(from Python check for valid email address?)
I don't completely understand
[^@]+@[^@]+\.[^@]+
Can someone explain this in detail?
(from Python check for valid email address?)
I don't completely understand
[^@]+@[^@]+\.[^@]+
Can someone explain this in detail?
It looks for 1+ non-@ characters, followed by an @, followed by 1+ non-@ characters, followed by a ., followed by 1+ non-@ characters.
[]s denote a character class, and the ^ negates the character class. + matches 1+ of the preceding characters. Finally, the . is escaped like \. because the . is a reserved symbol meaning "any character".

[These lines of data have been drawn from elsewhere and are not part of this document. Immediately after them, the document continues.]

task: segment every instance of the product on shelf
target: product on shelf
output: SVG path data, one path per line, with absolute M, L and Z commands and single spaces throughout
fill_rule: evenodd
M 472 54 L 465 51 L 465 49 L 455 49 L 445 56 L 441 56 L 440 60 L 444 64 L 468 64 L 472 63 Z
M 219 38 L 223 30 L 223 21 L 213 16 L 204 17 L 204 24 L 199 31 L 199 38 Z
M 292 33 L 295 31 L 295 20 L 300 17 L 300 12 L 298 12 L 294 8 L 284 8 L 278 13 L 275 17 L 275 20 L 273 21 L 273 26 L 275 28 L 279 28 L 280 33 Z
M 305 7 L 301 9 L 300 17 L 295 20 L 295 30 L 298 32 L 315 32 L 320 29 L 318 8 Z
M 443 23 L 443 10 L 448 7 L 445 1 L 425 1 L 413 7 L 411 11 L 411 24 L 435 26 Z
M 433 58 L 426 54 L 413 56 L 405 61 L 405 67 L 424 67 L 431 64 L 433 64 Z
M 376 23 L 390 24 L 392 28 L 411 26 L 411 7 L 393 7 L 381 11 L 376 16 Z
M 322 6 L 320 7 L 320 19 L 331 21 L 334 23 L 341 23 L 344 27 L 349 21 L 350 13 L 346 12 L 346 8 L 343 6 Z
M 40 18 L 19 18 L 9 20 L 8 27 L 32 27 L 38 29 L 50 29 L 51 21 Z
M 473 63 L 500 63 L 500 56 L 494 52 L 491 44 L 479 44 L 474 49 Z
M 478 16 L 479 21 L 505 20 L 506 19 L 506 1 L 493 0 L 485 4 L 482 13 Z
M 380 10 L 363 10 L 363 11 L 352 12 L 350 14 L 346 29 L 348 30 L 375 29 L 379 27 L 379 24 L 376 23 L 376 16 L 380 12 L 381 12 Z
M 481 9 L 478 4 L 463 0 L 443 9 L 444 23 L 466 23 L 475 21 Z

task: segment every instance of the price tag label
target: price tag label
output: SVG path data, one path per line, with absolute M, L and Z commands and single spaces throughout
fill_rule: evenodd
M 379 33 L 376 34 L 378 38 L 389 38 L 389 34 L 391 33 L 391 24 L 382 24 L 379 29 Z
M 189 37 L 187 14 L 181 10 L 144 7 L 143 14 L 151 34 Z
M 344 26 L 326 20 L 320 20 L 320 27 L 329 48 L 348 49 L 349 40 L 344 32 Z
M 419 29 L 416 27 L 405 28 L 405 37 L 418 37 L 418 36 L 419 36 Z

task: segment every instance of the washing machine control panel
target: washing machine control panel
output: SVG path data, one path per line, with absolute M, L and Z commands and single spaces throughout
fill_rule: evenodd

This means it isn't the best method for checking emails, since there are a lot more restrictions.  For example, this would validate a 10,000 character long email or an email with a domain like !@#.com.
Get used to using a tool like Regex101 for testing expressions and getting good descriptions.
 
    
    [^@]+ - checks for anything that is not the @ symbol, one or more times.
@ searches for the @ symbol, clearly.
\. searches for the . character (it must be escaped since . searches for any character)
So it looks for any string not containing @, followed by @, followed by any string not containing @, followed by ., followed by any string not containing @. 
 
    
    A proper validator for the RFC822 address specification (section "6. ADDRESS SPECIFICATION" on page 27) is a bit more complex than a small regex.
In order to do this properly, a grammar would be needed(like the one described in said rfc) but a regex works too. Such a regex can be found in the Email::Valid module, more exactly right here. I haven't tried that regex in Python(but it works fine in Perl).